In many of the packet processing applications, there are three operations -
'Session Creation', 'Session Deletion' and 'Session Search'. Session Creation and Deletion performance affects the session rate where as session search operation impacts the throughput. That is 'Session find' operation typically happens on per packet basis and 'Session creation/deletion' happens for each connection. Both the metrics - connection rate and throughput - are important. Any data structure selected should take care of these two important metrics. Also, any data structure selected should also perform well in Multicore environment. Fields used to search for the session depends on the application. 5-tuples of the packet is used in case of firewall/NAT/TCP/UDP, SIP, DIP, DSCP fields are used in case of forwarding application and DIP and SPI are used in case of IPsec.
Many implementations used to use hash tables for arranging the sessions. Hash algorithms vary from simple rotation & XOR operations, Bob-jenkins to CRC-32/64. Few bits of the output of algorithm is used to index into the hash table. Collision entries are normally arranged in double linked list form. As part of search operation, collision entries are searched for exact match by comparing all fields that comprise the key.
Problem with the hash table implementations are known for some time. Some of the issues are:
- Number of collision entries has impact on search performance. In some cases, if hash algorithm is bad' or if the type of sessions created at that instance are similar, it is possible that there are many entries in one hash bucket. That results to poor performance.

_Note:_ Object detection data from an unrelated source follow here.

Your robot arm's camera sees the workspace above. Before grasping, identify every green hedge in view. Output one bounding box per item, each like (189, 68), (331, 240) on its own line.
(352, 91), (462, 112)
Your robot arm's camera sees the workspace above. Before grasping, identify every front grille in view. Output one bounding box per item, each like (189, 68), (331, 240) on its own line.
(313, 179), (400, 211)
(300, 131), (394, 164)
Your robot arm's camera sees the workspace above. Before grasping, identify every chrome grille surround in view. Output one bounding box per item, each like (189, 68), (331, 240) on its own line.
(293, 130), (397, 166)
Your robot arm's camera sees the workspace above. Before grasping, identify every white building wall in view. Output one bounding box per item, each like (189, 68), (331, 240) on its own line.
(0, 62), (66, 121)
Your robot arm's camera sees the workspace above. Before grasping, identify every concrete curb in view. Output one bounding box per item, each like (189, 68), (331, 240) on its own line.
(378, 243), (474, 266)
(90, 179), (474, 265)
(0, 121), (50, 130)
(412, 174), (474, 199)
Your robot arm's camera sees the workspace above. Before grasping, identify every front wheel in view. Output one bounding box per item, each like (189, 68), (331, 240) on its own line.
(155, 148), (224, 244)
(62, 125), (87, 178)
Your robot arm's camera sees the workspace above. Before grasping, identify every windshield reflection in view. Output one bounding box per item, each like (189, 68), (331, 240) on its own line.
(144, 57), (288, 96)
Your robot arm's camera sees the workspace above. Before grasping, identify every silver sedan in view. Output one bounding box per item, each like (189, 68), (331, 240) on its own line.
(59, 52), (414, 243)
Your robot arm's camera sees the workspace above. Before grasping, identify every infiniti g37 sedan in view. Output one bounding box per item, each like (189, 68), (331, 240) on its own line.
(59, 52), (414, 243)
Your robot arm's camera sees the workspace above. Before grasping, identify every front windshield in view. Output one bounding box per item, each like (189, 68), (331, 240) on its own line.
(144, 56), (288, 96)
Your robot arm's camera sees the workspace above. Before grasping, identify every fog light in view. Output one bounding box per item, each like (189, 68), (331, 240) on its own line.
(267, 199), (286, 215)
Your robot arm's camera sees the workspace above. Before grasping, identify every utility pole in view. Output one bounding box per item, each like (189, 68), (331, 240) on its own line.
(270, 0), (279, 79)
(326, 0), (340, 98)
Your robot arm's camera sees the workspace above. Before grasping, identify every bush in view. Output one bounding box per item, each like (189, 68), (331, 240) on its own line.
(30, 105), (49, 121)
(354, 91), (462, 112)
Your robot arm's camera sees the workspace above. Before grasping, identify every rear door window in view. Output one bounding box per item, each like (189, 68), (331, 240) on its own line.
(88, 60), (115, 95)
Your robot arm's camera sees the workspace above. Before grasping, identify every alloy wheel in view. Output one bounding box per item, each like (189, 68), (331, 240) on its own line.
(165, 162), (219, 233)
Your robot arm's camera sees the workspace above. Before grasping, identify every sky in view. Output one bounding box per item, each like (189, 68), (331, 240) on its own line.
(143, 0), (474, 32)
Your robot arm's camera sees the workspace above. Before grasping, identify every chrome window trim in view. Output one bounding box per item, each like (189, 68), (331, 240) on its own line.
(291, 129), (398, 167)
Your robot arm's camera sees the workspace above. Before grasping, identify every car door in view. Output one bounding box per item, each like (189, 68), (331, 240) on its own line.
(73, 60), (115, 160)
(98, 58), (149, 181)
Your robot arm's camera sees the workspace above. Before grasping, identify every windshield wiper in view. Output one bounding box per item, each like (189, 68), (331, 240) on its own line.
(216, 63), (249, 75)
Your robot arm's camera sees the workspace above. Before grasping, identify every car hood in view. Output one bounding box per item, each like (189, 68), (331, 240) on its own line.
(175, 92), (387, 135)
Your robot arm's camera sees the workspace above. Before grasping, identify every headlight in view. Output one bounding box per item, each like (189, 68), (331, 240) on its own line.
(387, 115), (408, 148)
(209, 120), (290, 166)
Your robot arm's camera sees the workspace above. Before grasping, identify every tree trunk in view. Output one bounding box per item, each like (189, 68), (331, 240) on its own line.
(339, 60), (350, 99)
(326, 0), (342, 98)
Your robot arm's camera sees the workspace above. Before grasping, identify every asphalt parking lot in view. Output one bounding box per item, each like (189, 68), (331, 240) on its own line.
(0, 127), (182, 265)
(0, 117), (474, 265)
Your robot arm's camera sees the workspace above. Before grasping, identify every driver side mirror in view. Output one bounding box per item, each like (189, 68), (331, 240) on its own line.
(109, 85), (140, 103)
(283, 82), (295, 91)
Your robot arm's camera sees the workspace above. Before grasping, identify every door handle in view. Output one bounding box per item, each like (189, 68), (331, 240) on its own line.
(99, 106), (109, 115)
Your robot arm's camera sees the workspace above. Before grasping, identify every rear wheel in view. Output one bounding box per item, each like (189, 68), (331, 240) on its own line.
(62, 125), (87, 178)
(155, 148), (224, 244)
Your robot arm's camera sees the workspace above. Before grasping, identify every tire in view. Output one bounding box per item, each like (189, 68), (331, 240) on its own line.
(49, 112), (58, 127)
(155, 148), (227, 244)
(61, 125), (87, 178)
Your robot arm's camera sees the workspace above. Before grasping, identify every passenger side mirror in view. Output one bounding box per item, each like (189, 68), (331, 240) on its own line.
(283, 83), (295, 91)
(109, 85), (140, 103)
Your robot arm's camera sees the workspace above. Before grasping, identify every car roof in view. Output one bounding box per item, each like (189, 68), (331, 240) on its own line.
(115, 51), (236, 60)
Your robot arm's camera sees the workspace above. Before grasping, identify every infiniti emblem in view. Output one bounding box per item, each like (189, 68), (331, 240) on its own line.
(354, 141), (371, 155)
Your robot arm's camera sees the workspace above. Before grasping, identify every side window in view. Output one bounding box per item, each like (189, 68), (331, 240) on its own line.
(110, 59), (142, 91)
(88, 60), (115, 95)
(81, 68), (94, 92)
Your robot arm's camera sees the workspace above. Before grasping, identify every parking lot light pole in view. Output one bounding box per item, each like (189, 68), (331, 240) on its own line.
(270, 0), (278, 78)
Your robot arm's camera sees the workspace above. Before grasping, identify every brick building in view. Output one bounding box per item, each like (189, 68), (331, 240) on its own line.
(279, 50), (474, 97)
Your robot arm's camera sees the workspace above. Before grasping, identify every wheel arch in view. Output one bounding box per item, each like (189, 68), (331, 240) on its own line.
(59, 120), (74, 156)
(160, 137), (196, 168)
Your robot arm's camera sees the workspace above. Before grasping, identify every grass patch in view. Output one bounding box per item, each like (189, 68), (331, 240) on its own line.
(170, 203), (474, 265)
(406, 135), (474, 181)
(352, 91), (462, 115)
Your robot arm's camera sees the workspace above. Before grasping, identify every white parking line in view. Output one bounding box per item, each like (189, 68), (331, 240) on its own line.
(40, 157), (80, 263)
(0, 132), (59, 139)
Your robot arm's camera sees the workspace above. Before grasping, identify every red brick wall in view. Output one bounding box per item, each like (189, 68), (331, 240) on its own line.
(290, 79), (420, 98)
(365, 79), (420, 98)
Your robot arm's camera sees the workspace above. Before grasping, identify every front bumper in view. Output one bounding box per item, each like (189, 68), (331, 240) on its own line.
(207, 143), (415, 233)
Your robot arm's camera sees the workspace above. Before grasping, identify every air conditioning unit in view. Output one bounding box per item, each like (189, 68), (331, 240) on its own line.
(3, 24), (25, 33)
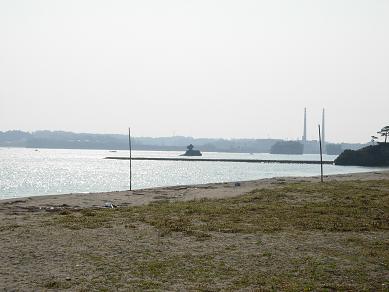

- Hash table attacks are not uncommon. There are cases where attackers broke the hash algorithm. Attacker send packets such a way that the device under attack creates large number of collision elements in one hash bucket. This leads to CPU exhaustion attack whenever packets are sent (by attackers) whose hash falls to a bucket having large number of entries.
- Some hash implementations try to take care of above problem by resizing the hash table dynamically. Even that can lead to 'CPU exhaustion' attack.
- Add/Delete operations are as simple as adding and removing a node from linked list. Session rate performance is typically better - O(1).
- Search operation tends to be good for most normal cases. Number of buckets per hash table is typically chosen as 1/4 of the number of maximum of sessions. That is, if 1M sessions to be supported by a device, then the hash table size is typically chosen as 256K. In ideal case, there would not be more than 4 collision entries. In many cases, it varies from 0 to 16 or so for good hash algorithms.
- Since hash tables use linked lists, RCU mechanisms can be used. As we know, read or search operations do not take any CPU cycles. Due to this, there is no lock overhead in Multicore processors.
Balanced binary trees also have one more disadvantage - It is not Multicore friendly. RCU can't be used for search operation. Read spin locks need to be used. This would take some cycles on per search operation. My observation is that it takes around 200 CPU cycles if there is no contention with writers. For some packet processing applications such as IP forwarding, Firewall/NAT, IPsec VPN 200 cycles can be huge as the rest of packet processing might happen within 1000 cycles or so. 200 cycles adds to 20% overhead and hence might not be acceptable.
Hybrid model of hash tables and balanced binary tree may be right approach. This approach is simple.
- Have hash tables for storing the sessions.
- By default, each hash bucket is a linked list.
- if number of entries in the linked list go beyond X elements, then rearrange them in a RB tree for that bucket. When the number of entries in the linked list go below Y elements and after some XYZ time it can move back to linked list.